A practical guide to AI observability for production systems — including latency, drift, token usage, retrieval quality, and the dashboards teams actually use during incidents.

5 min read983 words

A lot of AI observability dashboards look impressive and answer almost none of the questions engineers need during an incident.

You don't need fifty charts. You need the few metrics that tell you:

  • Is the system healthy right now?
  • Is quality degrading?
  • Is a specific model, tenant, or workflow causing the problem?
  • Is cost moving in the wrong direction?

Production AI is not just an API with higher GPU bills. The signals are different from normal backend services, and the failure modes are wider: drift, retrieval regressions, prompt changes, token spikes, model routing errors, and user-visible quality drops without hard downtime.

Here's the dashboard stack we recommend.

Layer 1: Service Health

Start with the basics.
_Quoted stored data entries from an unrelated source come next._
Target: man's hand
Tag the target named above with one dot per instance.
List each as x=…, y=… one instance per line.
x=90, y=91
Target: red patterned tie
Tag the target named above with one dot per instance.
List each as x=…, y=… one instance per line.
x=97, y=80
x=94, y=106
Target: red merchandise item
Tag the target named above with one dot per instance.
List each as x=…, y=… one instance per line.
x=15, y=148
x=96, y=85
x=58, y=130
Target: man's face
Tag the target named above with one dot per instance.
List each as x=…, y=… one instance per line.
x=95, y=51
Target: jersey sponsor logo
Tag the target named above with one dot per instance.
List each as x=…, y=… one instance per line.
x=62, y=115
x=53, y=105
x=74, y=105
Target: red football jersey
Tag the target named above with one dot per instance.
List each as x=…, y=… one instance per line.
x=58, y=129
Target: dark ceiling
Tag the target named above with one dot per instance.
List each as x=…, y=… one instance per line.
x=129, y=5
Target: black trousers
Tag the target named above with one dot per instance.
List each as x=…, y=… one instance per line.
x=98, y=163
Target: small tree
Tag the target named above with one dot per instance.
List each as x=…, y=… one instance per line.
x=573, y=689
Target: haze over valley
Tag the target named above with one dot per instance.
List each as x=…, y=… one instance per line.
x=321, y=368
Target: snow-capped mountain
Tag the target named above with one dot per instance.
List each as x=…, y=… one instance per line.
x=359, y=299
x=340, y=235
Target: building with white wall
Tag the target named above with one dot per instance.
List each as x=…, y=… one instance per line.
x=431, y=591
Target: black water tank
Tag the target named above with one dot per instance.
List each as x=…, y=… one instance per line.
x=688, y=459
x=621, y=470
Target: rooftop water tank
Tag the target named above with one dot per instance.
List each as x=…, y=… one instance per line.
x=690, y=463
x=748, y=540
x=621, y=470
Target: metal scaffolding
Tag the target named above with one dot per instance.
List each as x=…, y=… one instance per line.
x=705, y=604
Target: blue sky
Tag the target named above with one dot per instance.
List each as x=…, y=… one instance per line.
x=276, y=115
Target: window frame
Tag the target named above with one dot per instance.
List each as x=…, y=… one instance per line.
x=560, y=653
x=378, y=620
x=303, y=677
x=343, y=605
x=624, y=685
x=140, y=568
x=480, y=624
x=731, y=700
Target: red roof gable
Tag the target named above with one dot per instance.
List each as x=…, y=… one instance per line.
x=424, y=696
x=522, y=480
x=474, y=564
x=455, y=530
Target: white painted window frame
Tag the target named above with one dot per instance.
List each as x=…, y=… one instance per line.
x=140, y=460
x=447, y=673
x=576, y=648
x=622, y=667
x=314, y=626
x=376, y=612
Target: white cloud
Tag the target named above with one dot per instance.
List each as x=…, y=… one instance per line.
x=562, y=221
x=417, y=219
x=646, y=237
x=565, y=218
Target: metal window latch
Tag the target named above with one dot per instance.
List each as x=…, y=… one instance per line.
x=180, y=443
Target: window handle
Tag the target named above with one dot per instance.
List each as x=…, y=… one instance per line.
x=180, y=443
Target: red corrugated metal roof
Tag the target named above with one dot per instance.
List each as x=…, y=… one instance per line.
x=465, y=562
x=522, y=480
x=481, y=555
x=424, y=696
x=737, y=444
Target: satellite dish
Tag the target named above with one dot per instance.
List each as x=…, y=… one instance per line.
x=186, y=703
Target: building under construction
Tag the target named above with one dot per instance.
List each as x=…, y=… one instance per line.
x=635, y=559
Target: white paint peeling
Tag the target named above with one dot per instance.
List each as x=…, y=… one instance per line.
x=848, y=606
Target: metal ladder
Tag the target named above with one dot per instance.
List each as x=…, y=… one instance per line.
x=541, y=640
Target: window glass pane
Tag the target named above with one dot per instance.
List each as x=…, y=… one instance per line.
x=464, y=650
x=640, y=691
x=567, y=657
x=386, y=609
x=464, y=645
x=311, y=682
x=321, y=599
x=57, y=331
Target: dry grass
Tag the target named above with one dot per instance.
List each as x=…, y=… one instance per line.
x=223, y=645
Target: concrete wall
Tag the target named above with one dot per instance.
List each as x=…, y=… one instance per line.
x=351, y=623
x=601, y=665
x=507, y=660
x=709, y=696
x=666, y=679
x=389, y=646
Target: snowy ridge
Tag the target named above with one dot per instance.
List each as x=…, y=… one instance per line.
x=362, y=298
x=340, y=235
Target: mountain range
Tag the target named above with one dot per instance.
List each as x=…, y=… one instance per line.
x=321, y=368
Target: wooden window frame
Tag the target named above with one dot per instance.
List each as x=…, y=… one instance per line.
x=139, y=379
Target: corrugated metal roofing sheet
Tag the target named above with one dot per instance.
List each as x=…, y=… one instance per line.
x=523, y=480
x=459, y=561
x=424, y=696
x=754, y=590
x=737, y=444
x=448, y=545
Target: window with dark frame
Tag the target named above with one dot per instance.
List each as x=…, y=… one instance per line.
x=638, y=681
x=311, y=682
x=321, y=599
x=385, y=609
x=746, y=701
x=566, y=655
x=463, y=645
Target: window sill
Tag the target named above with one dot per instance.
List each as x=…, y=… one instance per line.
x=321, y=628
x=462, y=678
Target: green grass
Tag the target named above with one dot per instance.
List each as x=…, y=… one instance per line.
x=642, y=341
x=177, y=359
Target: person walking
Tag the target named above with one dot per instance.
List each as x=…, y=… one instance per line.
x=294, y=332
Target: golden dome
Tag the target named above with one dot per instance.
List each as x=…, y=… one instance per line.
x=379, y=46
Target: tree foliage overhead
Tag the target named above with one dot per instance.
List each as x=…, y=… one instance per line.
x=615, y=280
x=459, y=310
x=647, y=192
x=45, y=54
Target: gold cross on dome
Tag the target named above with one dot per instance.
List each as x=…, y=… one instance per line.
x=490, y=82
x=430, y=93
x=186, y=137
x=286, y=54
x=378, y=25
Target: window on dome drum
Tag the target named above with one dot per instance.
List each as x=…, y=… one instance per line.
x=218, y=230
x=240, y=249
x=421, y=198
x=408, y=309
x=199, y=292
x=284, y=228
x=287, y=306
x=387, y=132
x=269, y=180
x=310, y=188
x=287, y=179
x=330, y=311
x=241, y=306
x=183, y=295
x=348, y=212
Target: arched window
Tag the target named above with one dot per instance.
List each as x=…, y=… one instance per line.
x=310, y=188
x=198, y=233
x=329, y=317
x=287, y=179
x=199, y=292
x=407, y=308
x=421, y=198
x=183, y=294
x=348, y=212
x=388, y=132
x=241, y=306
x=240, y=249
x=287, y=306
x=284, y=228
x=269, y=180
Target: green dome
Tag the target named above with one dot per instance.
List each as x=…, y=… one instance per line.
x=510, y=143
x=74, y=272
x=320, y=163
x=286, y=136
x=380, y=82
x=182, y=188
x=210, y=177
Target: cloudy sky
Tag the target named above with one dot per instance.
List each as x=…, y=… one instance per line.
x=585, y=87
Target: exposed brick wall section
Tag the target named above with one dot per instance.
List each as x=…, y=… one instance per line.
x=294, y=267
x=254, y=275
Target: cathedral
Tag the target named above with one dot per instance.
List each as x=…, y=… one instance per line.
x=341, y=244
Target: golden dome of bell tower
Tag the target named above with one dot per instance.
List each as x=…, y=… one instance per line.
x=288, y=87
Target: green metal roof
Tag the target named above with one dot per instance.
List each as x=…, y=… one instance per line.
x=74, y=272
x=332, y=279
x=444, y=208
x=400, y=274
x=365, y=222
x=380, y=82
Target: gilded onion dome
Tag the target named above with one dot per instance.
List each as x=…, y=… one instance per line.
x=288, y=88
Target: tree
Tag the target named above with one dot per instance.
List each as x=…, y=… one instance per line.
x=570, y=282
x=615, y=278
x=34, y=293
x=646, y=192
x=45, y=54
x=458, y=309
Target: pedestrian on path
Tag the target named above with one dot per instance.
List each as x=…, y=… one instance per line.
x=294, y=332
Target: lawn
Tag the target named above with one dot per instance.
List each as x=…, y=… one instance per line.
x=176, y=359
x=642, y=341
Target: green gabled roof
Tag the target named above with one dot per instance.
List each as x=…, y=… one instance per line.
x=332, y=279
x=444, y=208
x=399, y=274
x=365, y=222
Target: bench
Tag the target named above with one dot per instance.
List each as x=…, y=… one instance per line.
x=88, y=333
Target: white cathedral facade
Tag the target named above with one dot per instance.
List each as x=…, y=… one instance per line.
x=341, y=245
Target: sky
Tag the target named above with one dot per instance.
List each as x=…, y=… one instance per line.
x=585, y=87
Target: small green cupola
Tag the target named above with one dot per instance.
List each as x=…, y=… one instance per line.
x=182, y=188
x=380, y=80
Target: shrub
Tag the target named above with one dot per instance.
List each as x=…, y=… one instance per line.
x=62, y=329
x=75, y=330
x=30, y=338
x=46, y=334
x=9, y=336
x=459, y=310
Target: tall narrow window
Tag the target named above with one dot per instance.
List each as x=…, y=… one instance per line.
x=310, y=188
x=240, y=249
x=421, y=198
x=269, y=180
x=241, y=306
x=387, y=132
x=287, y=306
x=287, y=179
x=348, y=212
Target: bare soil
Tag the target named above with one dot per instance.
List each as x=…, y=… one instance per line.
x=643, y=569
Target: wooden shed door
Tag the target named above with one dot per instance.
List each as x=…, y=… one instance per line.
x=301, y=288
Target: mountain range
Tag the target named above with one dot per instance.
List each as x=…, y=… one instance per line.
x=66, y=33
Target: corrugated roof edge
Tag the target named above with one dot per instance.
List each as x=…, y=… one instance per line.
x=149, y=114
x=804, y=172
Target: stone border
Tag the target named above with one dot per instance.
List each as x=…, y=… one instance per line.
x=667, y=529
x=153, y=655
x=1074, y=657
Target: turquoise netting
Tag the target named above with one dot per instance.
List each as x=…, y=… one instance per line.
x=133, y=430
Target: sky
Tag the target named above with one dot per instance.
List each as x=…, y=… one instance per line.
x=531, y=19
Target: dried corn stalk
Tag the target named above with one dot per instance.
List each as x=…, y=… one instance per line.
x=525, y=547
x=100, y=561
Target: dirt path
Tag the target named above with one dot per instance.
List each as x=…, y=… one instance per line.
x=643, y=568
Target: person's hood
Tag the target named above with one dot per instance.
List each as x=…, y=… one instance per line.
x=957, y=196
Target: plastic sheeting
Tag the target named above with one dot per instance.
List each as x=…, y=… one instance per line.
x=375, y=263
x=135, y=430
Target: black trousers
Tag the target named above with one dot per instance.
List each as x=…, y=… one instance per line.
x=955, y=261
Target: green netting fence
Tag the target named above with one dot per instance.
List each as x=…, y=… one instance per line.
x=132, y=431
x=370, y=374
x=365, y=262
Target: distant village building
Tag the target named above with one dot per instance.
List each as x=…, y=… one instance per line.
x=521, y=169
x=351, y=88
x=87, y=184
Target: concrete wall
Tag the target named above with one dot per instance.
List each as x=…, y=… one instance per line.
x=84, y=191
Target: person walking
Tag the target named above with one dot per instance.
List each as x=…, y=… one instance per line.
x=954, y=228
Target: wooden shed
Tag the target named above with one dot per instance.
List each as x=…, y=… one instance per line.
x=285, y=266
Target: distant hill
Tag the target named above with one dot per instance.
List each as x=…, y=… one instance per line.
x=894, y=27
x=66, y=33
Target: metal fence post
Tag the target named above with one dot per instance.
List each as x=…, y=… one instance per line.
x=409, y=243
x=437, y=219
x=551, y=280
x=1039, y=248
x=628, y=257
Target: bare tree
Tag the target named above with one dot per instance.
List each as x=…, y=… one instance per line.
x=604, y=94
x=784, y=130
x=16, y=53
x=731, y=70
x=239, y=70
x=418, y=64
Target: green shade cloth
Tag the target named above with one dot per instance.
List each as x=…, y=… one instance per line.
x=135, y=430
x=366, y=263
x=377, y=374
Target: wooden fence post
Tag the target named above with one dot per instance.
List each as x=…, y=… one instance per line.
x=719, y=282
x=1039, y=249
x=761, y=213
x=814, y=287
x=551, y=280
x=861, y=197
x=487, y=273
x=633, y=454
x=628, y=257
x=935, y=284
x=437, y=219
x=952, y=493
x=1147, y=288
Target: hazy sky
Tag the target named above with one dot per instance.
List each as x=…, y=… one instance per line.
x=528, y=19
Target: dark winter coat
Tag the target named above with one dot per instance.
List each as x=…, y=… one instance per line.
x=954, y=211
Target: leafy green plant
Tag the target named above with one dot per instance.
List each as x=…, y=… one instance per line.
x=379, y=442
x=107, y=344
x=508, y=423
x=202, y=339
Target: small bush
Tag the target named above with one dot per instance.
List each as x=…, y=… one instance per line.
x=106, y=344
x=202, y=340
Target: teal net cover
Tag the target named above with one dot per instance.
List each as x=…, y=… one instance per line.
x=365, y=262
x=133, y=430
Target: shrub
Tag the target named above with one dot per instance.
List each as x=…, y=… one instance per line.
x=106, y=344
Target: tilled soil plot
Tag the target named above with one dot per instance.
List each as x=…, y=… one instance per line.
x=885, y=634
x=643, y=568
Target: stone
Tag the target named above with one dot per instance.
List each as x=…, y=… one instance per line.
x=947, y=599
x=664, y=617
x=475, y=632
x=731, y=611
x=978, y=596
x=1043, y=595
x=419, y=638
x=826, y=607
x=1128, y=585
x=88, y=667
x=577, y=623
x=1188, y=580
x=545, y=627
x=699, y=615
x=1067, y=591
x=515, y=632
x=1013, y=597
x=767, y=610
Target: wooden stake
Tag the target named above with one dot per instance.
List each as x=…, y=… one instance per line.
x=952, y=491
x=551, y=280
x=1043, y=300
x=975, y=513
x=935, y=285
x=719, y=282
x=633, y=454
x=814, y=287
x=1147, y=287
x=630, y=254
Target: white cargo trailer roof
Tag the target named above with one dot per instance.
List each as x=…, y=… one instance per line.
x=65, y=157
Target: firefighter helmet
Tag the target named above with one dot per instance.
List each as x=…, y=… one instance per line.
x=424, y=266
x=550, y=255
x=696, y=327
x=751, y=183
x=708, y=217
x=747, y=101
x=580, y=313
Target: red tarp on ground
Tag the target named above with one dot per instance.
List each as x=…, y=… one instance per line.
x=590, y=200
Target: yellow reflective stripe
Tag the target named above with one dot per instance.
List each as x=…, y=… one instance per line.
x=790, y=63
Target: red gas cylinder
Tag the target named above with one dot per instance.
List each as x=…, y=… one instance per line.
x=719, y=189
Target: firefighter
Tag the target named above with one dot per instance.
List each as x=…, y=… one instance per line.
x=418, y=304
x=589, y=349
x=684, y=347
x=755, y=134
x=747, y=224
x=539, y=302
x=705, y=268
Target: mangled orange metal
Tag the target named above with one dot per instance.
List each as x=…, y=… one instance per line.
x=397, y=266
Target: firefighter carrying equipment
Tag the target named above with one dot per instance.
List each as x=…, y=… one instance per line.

If you don't have strong service health telemetry, the AI-specific charts won't save you.

Track:

  • request volume
  • success/error rate
  • p50/p95 latency
  • timeout rate
  • queue depth
  • saturation by dependency

These should be broken down by:

  • model
  • endpoint
  • tenant
  • route type

For example, "overall p95 latency" is less useful than "p95 latency for the generate-summary route on the 8B model for enterprise tenants."

Layer 2: Model Runtime Metrics

This is the layer many teams skip.

For model-serving workloads, add:

  • model load time
  • GPU utilization
  • GPU memory pressure
  • OOM events
  • active sequences or in-flight requests
  • tokens per second
  • prompt tokens and completion tokens
metrics:
  - model_request_latency_ms
  - model_tokens_input_total
  - model_tokens_output_total
  - gpu_utilization_percent
  - gpu_memory_used_bytes
  - model_runtime_oom_total

These metrics explain behavior that normal HTTP metrics hide. A service can be "up" while token throughput collapses and users wait 20 seconds for responses.

Layer 3: AI Quality Signals

This is where observability becomes AI-specific.

Examples of quality signals:

  • drift score by feature
  • abstention rate
  • hallucination review rate
  • citation usage rate
  • retrieval hit rate
  • fallback model activation
  • human escalation rate

These usually aren't infrastructure metrics. They come from product instrumentation, eval pipelines, and lightweight annotations.

That means observability for AI needs coordination across platform, ML, and product teams.

Layer 4: Cost and Efficiency

AI systems can degrade financially before they degrade technically.

Track:

  • cost per request
  • cost per tenant
  • tokens per workflow
  • GPU-hours per model
  • cache hit rate
  • percentage of requests handled by the cheapest acceptable model

If your routing rules drift and the expensive model handles every request, the problem may show up in finance before engineering notices.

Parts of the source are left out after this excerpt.